「日本ではまず謝るべきだった」(アルフレッド・N・シンドラー 日経ビジネス2008年8月25日号「敗軍の将、兵を語る」)

エレベータ事故で日本全国中に名前がとどろいてしまったシンドラーですが、シンドラーホールディング会長が、上記の記事で語っている内容が非常に印象的でした。
事故後の経緯をいろいろと述べる中で、

日本の社会ではそのような場合、法的責任の有無にかかわらず、その視点を超えて、社会的責任の観点から謝るべきところは謝らなくてはならなかったのです。しかしそれを知り、理解したのは、随分と後のことでした。
我々はグローバル企業として、発言する言葉に非常に慎重になっていました。例えば米国では「申し訳ない」と言っただけで、罪を認めたことになる。裁判でも証拠として扱われます。
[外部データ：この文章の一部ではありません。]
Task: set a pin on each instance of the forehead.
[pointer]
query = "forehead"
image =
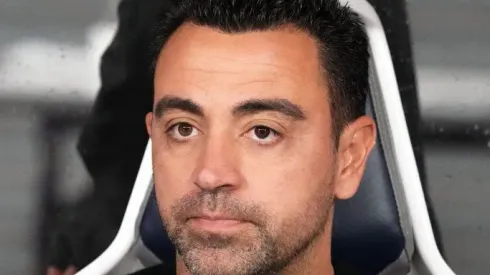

しかし、日本の文化はそれとは全く異なっていました。
(123ページ)

と述べていました。
かつて、本ブログでも、

日本の刑事裁判における「反省」
http://d.hatena.ne.jp/yjochi/20070313#1173717314

とコメントしたことがあり、外国の通信社の取材を受けそういったことを話したことがありましたが、

http://d.hatena.ne.jp/yjochi/20070319#1174262946

日本人のメンタリティ、カルチャーとして、確かにシンドラー会長が言うような面はあって、刑事裁判の場に限らず「謝る」ということを求められ、そういった姿勢が「赦し」にもつながって行く、そのようなプロセスを経て再び共同体(一種の観念上のものになると思いますが)の構成員として迎え入れられて行く、という側面があるような気がします。
外国人や外国の企業にしてみれば、そういった側面がなかなか理解しがたいのは当然のことであり、シンドラー会長の、戸惑いや驚きを率直に語る内容が、非常に印象的に感じられた記事でした。